SAN BENEDETTO DEL TRONTO– Martedì 2 aprile, presso il Teatro Concordia alle ore 17.00 e 21.30, verrà trasmesso il film: Alì ha gli occhi azzurri di Claudio Giovannesi.
Stefano e Nader condividono ogni momento della loro esistenza. Entrambi adolescenti della periferia romana invischiati in loschi giri, uno italiano e l’altro egiziano, passano dalle rapine al supermercato alle mattinate in discoteca senza che nulla intacchi il loro rapporto. Anche Brigitte, la fidanzata di Nader, è italiana ma i genitori del giovane si oppongono a un amore che considerano contrario ai loro valori culturali. Dopo l’ennesimo scontro in famiglia, Nader decide di scappare di casa per andare incontro a una settimana in cui cercherà di scoprire la propria identità. Diviso tra l’essere italiano e le radici egiziane, sopporterà freddo, fame, paura, solitudine e perdita dell’amicizia per di capire chi è.

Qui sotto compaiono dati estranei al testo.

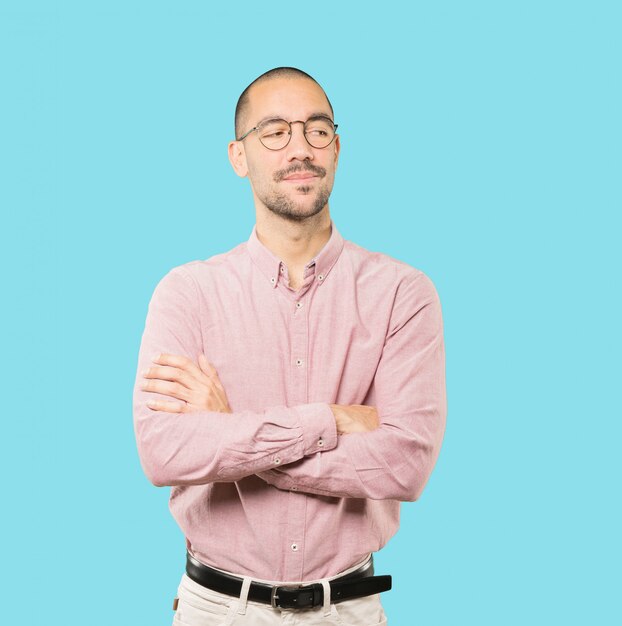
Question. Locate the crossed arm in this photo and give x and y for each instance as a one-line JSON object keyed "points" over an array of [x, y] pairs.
{"points": [[386, 451]]}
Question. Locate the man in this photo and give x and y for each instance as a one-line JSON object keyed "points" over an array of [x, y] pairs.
{"points": [[291, 390]]}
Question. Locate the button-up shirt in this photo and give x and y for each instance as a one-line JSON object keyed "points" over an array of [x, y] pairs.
{"points": [[270, 490]]}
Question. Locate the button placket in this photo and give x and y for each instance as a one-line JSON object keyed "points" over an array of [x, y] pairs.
{"points": [[294, 531]]}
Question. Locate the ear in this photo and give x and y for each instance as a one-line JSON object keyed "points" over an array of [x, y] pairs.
{"points": [[237, 157], [337, 145]]}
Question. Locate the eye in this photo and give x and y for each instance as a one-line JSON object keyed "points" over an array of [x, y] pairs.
{"points": [[274, 133]]}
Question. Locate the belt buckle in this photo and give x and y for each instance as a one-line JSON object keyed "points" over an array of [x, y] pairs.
{"points": [[274, 596], [315, 589]]}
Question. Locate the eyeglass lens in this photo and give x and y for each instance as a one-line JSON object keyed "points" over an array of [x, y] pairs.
{"points": [[275, 134]]}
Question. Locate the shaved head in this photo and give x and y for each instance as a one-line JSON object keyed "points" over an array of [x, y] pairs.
{"points": [[243, 105]]}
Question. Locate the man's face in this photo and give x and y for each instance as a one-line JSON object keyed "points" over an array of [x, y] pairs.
{"points": [[296, 181]]}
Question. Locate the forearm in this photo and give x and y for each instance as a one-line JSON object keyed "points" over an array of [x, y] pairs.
{"points": [[202, 447], [392, 462]]}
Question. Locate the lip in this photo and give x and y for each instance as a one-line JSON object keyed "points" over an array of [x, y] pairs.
{"points": [[300, 176]]}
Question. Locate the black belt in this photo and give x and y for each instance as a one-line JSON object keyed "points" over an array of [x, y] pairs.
{"points": [[361, 582]]}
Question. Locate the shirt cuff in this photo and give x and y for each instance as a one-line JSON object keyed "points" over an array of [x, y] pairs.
{"points": [[319, 429]]}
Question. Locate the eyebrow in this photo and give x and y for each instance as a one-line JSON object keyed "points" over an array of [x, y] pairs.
{"points": [[271, 118]]}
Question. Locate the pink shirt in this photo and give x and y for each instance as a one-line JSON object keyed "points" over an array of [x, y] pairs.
{"points": [[270, 490]]}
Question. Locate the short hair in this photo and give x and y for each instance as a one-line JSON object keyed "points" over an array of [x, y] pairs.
{"points": [[277, 72]]}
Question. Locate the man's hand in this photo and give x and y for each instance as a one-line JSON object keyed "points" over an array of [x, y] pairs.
{"points": [[355, 418], [177, 376]]}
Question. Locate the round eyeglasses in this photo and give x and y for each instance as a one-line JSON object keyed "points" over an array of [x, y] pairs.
{"points": [[275, 134]]}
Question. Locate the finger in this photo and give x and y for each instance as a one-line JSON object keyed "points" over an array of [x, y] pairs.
{"points": [[166, 372], [165, 405], [166, 388], [210, 370], [181, 362]]}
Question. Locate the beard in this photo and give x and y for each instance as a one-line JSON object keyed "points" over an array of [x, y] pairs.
{"points": [[286, 207], [282, 205]]}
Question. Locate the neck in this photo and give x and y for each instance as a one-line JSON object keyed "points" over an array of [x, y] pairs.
{"points": [[296, 243]]}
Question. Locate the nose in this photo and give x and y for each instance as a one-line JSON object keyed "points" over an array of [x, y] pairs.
{"points": [[298, 147]]}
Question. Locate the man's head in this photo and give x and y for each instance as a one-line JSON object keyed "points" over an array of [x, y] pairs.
{"points": [[294, 181]]}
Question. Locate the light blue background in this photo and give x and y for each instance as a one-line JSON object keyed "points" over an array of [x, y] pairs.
{"points": [[481, 142]]}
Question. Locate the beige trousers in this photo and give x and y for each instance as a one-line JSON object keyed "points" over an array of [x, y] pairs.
{"points": [[198, 606]]}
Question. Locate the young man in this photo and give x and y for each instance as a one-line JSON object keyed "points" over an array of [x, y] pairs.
{"points": [[291, 390]]}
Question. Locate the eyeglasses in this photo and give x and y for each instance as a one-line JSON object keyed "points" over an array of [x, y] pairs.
{"points": [[275, 134]]}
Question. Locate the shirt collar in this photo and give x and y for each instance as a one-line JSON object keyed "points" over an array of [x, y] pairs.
{"points": [[270, 264]]}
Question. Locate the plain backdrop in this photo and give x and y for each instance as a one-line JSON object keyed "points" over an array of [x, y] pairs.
{"points": [[481, 143]]}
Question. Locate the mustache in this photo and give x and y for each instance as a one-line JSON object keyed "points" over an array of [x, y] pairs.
{"points": [[307, 167]]}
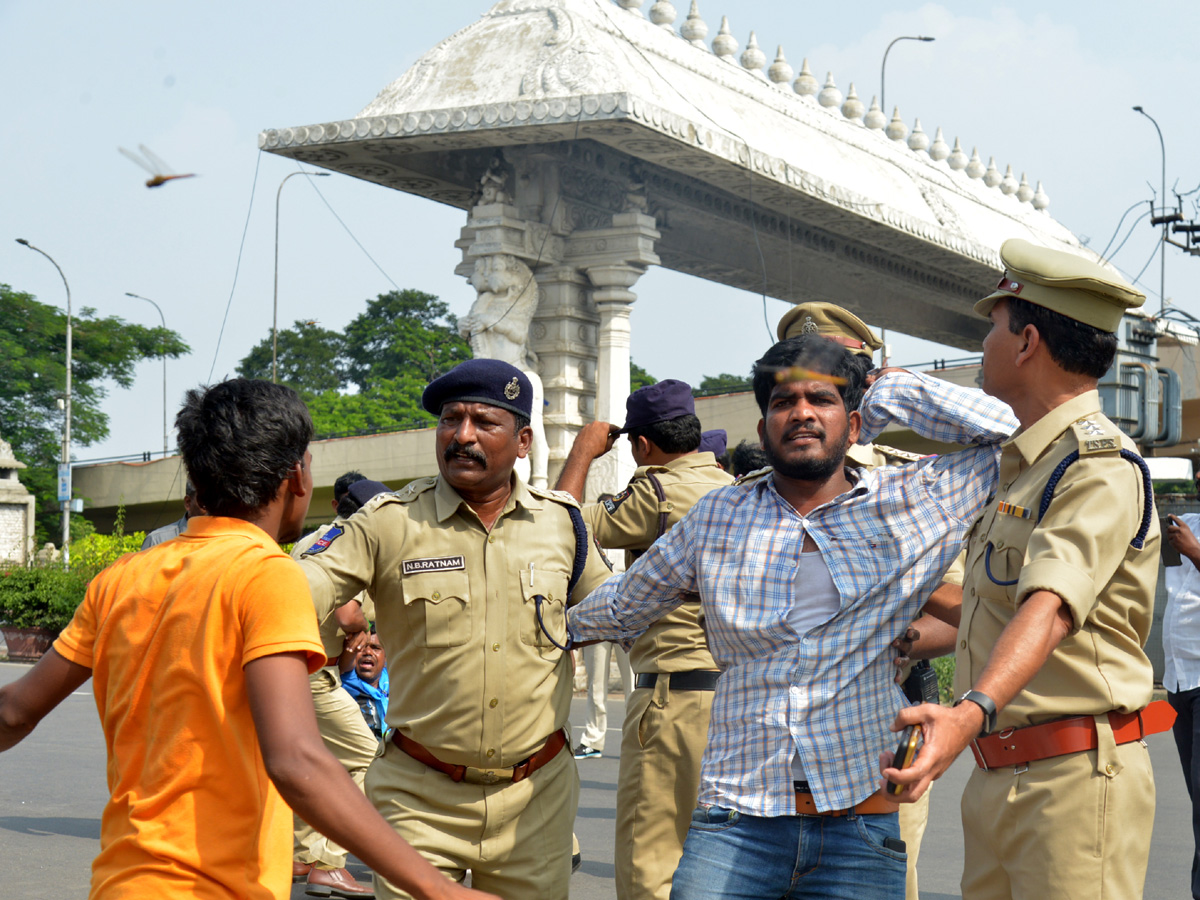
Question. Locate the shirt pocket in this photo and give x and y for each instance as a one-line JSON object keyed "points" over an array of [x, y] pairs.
{"points": [[1003, 556], [551, 587], [438, 607]]}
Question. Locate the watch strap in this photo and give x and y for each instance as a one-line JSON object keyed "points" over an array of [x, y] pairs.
{"points": [[987, 705]]}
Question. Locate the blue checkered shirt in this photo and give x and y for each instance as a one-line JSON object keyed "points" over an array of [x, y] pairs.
{"points": [[827, 694]]}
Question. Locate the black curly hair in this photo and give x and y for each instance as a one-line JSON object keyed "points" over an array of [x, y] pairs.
{"points": [[239, 441]]}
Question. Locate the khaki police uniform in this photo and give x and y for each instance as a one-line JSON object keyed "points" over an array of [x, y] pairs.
{"points": [[341, 725], [665, 730], [1074, 826], [474, 679]]}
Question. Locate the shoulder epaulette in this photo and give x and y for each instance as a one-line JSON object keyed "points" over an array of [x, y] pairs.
{"points": [[557, 496], [1096, 435], [753, 477], [408, 493]]}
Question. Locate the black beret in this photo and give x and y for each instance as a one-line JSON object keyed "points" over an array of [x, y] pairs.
{"points": [[481, 381]]}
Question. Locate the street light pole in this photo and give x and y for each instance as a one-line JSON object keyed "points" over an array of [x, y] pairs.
{"points": [[165, 431], [883, 66], [66, 426], [1162, 247], [275, 303]]}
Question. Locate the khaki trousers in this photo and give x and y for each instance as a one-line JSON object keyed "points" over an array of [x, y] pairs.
{"points": [[913, 819], [658, 784], [514, 838], [1073, 827], [348, 738]]}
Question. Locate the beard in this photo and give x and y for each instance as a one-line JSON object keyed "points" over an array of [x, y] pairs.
{"points": [[811, 468]]}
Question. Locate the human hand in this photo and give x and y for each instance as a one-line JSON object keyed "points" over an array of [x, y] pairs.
{"points": [[947, 732], [1180, 537]]}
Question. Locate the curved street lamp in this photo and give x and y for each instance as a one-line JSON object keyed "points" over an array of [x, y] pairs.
{"points": [[883, 66], [1162, 249], [66, 426], [275, 303], [165, 431]]}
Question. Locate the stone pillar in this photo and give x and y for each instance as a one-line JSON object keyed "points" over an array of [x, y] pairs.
{"points": [[17, 508]]}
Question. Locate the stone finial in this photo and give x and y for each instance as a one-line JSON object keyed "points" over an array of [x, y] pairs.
{"points": [[694, 30], [780, 72], [958, 160], [1009, 184], [991, 177], [725, 45], [939, 150], [829, 95], [1041, 201], [664, 15], [875, 119], [754, 59], [918, 141], [805, 83], [853, 107], [1024, 192], [976, 167]]}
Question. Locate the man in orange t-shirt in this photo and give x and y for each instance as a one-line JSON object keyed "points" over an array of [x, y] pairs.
{"points": [[199, 651]]}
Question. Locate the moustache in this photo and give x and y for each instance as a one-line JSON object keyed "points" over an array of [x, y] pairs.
{"points": [[463, 453]]}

Un pedinamento di vite ai confini. Due giovani ragazzi, un italiano e un egiziano immigrato di seconda generazione, le loro famiglie, i loro amici, tutti in quella zona liminale di Roma, già in periferia, tra la fine del Raccordo e Ostia. Una terra di mezzo, quasi una terra di nessuno, popolata di immigrati di varia origine, ragazzi dalla vita difficile, in bilico tra regole troppo dure da rispettare, siano quelle imposte dalla società o dalla propria famiglia, e microcriminalità, fatta di furtarelli e rapine. C’è chi resiste. Chi, invitabilmente, cede e si ritrova immischiato in affari più grandi dei suoi 16 anni, ancora un ragazzino, ma già fin troppo adulto. Alì ha gli occhi azzurri di Claudio Giovannesi, Premio Speciale della giuria al 7° Festival Internazionale del Film di Roma, fotografa una realtà che già aveva introdotto in Fratelli d’Italia, dal quale trasporta Nader in questa fiction che mantiene un rapporto strettissimo con la vita vissuta.

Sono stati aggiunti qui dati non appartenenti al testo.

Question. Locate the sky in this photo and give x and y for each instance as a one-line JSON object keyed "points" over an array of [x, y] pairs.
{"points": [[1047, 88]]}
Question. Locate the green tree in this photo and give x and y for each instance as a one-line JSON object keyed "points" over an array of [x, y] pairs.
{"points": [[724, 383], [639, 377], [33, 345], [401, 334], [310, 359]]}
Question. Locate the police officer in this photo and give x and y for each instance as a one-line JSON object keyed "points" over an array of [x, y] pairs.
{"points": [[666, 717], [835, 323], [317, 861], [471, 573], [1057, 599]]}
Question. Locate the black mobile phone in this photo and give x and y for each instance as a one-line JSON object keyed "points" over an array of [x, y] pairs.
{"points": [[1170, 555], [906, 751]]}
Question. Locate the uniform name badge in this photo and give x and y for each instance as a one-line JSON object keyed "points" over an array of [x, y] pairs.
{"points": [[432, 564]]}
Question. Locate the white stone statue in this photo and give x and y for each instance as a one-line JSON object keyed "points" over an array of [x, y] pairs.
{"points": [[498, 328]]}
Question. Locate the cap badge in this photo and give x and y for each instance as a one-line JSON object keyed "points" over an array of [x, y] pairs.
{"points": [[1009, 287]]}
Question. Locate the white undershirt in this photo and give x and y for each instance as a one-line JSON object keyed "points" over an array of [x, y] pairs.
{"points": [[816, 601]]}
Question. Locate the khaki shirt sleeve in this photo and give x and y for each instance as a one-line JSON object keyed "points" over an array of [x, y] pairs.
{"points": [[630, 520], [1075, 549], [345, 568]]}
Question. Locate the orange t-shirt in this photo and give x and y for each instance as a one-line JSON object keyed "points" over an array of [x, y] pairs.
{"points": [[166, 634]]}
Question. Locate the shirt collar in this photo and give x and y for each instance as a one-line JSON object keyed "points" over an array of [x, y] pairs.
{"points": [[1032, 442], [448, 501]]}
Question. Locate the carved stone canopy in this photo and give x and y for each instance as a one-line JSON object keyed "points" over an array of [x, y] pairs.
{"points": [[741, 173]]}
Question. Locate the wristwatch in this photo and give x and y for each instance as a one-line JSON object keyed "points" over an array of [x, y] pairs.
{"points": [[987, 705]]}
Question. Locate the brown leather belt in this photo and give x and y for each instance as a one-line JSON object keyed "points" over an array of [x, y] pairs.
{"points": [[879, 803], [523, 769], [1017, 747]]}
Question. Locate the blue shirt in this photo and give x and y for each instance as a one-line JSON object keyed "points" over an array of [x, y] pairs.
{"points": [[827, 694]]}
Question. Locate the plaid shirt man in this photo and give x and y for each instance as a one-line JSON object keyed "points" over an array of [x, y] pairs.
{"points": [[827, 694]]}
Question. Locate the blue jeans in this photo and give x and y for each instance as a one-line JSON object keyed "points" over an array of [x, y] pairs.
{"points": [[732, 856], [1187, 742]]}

La vicinanza rispetto al reale, quasi in maniera neorealistica (dai non attori che mantengono i loro nomi e portano le loro esperienze nel film al grande spazio dato agli esterni, magnificamente fotografati da Daniele Ciprì, passando per un linguaggio tipicamente quotidiano e dialettale), è sottolineata dalla preponderanza dei primi piani, su cui Giovannesi si focalizza, cogliendo espressioni e conflitti interiori e stando addosso ai suoi personaggi, quasi un tutt’uno con la macchina da presa. Si accorcia qualsiasi distanza, non solo spaziale, ma anche da un punto di vista psicologico, andando a partecipare emotivamente alle vicende di questi ragazzi, pur sapendo mantenere un’oggettività necessaria per porter parlare di temi importanti quali l’immigrazione, l’integrazione difficile nella società, la differenza di etnia e i conflitti religiosi. Giovannesi presenta questa realtà in maniera naturale, a partire dal quotidiano e dall’ambiente familiare, quello in cui Nader è diviso tra le leggi dei genitori, ancora legati alla loro tradizione e al loro paese d’origine, mentre il ragazzo si sente del tutto italiano e vorrebbe vivere come tale, fare tutto ciò che è concesso agli altri sedicenni, per poi contraddirsi e comportarsi come il padre avrebbe fatto. Un paradosso, quasi una performance nell’assumere un ruolo diverso da quello che gli è stato assegnato, quasi una finzione così come quegli occhi azzurri che celano quelli veri, di un caldo nocciola. Il reale, allora, emerge direttamente dalla macchina da presa, dalle immagini grezze e brutali, dirette, dallo sguardo di Nader e dalle sue lacrime. Quella di Giovannesi è una lezione colta e rielaborata in maniera attualissima, in grado di colpire lo spettatore e stimolare la riflessione. Un esempio che il cinema italiano dovrebbe seguire più spesso.